There are a variety of healthcare Marketplace plans that each have their own specifications. Some plans will restrict your provider options for your network, while others may have you pay a higher cost if you use providers outside of your network.
What is a managed healthcare plan?
The idea of managed healthcare insurance plans became popular later in the 20th century. These plans offer policies to individuals within a group or employer. The managed healthcare plan helps the beneficiaries with better rates by using services within their plans network.
The options you have may depend on the location you live. The plan options are often referred to as Bronze, Silver, Gold, and Platinum, not to be confused with the olympic medals. Generally, each plans healthcare costs are:
- Bronze covers 60%, you pay 40%.
- Silver covers 70% , you pay 30%.
- Gold covers 80%, you pay 20%.
- Platinum covers 90%, you pay 10%.
Health Maintenance Organization (HMO)
The HMO plans offer a lower monthly premium and lower cost-sharing expenses, or your share of the expenses you pay out of pocket, for those who have less restrictions in their network. However, they require primary care provider referrals and will not pay for services outside of the plans network.

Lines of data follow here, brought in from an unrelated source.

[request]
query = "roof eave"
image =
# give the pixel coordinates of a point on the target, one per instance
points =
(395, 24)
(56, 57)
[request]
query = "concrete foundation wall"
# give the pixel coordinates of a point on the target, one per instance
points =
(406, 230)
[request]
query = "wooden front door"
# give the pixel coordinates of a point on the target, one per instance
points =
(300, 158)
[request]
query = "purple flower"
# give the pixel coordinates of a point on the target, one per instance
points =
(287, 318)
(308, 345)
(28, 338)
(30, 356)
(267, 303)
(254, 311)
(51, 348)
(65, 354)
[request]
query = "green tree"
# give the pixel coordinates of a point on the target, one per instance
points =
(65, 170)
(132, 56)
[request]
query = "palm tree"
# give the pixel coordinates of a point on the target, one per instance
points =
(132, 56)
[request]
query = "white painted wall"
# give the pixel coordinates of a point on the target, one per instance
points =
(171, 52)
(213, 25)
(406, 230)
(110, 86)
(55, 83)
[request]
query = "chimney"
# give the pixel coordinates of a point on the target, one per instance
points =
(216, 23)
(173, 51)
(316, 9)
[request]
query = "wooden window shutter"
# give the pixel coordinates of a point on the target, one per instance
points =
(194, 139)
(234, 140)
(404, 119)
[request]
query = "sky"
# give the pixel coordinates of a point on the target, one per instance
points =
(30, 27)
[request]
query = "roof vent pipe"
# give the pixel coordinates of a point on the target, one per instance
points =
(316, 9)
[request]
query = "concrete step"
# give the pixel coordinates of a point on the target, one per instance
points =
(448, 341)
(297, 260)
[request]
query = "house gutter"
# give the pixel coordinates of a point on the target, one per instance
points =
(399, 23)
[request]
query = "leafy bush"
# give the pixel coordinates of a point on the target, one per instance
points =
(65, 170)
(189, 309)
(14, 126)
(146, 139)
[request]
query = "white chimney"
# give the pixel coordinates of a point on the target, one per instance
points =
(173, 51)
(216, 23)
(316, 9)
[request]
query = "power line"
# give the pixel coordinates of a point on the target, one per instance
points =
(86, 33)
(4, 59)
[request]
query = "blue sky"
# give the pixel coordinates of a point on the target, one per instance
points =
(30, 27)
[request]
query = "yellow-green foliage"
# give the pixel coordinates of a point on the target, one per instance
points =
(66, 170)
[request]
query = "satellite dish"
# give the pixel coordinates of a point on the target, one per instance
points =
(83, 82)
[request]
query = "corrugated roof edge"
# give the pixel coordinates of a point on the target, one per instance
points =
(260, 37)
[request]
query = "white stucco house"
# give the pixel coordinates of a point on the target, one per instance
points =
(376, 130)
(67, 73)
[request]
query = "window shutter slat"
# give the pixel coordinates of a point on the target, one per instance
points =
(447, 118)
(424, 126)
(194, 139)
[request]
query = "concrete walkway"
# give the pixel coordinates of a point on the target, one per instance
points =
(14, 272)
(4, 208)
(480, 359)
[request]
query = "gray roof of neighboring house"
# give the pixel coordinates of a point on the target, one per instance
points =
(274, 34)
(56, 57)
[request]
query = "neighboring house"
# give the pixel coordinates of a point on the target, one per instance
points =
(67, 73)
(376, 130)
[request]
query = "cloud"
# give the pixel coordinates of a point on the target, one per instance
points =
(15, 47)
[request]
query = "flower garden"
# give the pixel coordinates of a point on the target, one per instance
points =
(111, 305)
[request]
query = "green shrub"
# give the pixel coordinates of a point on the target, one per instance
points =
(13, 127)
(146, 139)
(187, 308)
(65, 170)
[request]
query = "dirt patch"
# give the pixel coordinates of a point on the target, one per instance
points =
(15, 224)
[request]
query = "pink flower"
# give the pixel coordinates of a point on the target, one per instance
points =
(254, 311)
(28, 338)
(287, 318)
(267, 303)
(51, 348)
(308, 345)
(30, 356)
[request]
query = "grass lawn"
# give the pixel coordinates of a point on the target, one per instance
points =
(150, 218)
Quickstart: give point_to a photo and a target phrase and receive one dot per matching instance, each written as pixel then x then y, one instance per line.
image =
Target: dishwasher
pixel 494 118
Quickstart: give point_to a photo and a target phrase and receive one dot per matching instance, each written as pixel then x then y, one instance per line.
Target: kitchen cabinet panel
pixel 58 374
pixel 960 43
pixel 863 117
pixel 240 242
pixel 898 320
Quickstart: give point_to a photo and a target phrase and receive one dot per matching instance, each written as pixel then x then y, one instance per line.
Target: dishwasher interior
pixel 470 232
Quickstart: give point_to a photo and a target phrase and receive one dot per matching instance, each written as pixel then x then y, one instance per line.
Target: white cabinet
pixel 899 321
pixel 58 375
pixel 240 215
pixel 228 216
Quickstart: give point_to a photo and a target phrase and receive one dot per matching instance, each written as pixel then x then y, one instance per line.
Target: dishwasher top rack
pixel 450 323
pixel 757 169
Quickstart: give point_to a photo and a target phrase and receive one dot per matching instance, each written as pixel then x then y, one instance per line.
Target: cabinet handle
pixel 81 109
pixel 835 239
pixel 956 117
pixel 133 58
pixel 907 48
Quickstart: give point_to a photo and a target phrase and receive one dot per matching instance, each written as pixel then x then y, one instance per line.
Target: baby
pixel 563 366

Preferred Provider Organization (PPO)
The PPO plan name speaks for itself. The Preferred Provider Organization has a network with providers that they prefer you to use, but will still pay for services out-of-network. However, the costs are lower if you stay in your preferred network rather than going out-of-network for services. Since they are less restrictive with their plan, the monthly premiums are often higher.
While PPO plans have gone down in popularity for individuals, they are still common for employer-sponsored healthcare plans.
Point-of-service plan (POS)
POS plans are similar to the HMO plans, but they are less restrictive when it comes to your in-network and out-of-network coverage. POS is a mixture of an HMO and a PPO healthcare plan. Under specific circumstances, your POS plan will allow you coverage like a PPO plan.
You have more options available to you under a POS plan than with an HMO plan, but you may still need a referral for a specialist from your primary care provider. While you can have services done that are out-of-network, you will have to pay more unless you use in-network services.
Exclusive Provider Organization (EPO)
EPO plans are named due to how exclusive they are with their services and networks. If you have an EPO plan, you are required to stay with your providers that are listed in-network, otherwise EPO will not pay. While they are strict on who you can see while having your expenses covered, an EPO will not require a referral from your primary physician.
It is important to understand the difference between each of these common plans to know which plan is best for you. On top of your budget, knowing your in-network options could be crucial in how you decide on the right plan for you.